La política y la poesía han sido, para mí, dos caminos distintos hacia un mismo propósito: servir a mi país.

Si la poesía consigue mantener viva la esperanza de un solo joven nicaragüense, habrá cumplido una parte de su misión.

Si la política logra devolver la libertad, fortalecer las instituciones y abrir oportunidades para todos, habrá cumplido la suya.

No entiendo ambas vocaciones como una elección entre una y otra.

Las entiendo como dos formas complementarias de servicio.

Naturalmente, deseo volver a caminar por las calles de mi país. Como cualquier exiliado, sueño con ese día. Pero el verdadero regreso no será el mío.

Será el de todos los nicaragüenses que han debido abandonar su tierra para buscar la libertad que nunca debieron perder.

Ese será el triunfo más importante.

Porque una nación comienza verdaderamente a reconciliarse cuando sus hijos pueden regresar sin miedo.

Y ese es el país que deseo dejar a las próximas generaciones.

Una Nicaragua donde el poder vuelva a estar al servicio de los ciudadanos.

Donde la libertad deje de ser una aspiración para convertirse en una realidad cotidiana.

Y donde la esperanza deje de escribirse en el exilio para comenzar a construirse, definitivamente, en nuestra propia tierra.

La conversación termina, pero las preguntas permanecen.

Ariel Montoya se levanta, estrecha la mano con la serenidad de quien ha aprendido que el tiempo suele ser el mejor aliado de las convicciones profundas. Sobre la mesa queda un ejemplar de Ligero Equipaje. Afuera, Miami continúa su ritmo incesante, ciudad de encuentros, despedidas y esperanzas suspendidas entre dos orillas.

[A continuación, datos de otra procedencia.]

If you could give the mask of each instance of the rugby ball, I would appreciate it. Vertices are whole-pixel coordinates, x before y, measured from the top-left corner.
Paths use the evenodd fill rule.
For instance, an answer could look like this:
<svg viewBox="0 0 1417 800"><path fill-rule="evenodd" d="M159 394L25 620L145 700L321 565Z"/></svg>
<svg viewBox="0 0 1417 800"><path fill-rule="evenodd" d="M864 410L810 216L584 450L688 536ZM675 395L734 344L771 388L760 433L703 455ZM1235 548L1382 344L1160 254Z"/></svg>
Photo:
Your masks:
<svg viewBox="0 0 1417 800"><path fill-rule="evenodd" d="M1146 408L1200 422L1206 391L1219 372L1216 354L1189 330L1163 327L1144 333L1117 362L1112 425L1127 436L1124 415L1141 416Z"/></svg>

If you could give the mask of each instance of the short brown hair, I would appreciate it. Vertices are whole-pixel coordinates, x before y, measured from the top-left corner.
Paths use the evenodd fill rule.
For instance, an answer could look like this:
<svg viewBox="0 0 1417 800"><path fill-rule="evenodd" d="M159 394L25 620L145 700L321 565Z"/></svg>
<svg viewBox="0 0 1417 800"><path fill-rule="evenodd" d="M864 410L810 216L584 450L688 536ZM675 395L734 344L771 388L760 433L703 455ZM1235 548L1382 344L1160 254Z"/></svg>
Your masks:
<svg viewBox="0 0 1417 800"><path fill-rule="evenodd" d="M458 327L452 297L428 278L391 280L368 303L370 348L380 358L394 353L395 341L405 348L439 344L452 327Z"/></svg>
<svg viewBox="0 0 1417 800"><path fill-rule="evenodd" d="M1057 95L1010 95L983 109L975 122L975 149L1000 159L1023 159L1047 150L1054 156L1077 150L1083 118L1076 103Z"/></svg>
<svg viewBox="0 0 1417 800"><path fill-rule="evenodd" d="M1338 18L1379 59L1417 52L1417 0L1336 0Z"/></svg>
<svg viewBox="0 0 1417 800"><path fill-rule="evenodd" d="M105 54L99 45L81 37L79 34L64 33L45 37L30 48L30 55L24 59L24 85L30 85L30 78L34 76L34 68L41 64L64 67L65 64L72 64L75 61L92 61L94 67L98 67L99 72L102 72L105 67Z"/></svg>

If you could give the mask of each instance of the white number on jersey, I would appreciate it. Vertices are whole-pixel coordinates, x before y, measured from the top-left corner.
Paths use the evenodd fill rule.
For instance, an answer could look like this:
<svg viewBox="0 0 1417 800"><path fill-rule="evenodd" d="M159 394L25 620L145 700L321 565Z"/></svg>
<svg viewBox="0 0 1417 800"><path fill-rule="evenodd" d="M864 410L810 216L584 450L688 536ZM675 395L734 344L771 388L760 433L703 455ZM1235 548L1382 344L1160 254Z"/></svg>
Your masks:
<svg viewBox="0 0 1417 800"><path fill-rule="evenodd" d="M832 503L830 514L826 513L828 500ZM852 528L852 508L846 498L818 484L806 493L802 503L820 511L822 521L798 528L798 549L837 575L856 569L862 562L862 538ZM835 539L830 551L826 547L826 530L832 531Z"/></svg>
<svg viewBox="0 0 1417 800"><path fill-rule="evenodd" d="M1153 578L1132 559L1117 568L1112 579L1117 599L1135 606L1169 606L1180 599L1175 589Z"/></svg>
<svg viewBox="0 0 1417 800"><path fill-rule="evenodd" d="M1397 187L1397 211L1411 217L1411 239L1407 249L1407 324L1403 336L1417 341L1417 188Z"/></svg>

Mientras abandono la casa, comprendo que esta entrevista nunca trató únicamente del exilio, de la política o de la poesía. Trató, sobre todo, de la responsabilidad de no renunciar a un país, incluso cuando las circunstancias obligan a contemplarlo desde la distancia.

La historia demuestra que las naciones no cambian únicamente por la fuerza de los acontecimientos. Cambian cuando aparecen mujeres y hombres capaces de convertir el sufrimiento en aprendizaje, la división en diálogo y la esperanza en un proyecto compartido.

Nicaragua necesitará algún día ese liderazgo. No uno basado en el resentimiento ni en el culto a la personalidad, sino en la fortaleza de las instituciones, el respeto a la ley, la reconciliación nacional y la defensa inquebrantable de la libertad.

Si ese día llega, serán los nicaragüenses, y solo ellos, quienes decidirán quién merece conducir ese nuevo tiempo.

Pero, tras escuchar a Ariel Montoya durante varias horas, resulta difícil no advertir que algunas personas dedican su vida a ocupar el poder, mientras otras la consagran a prepararse para ejercerlo con responsabilidad.

La historia será quien dicte el veredicto.

Los pueblos libres, quienes escriban el último capítulo.

Y Nicaragua, más temprano que tarde, volverá a encontrarse con su destino.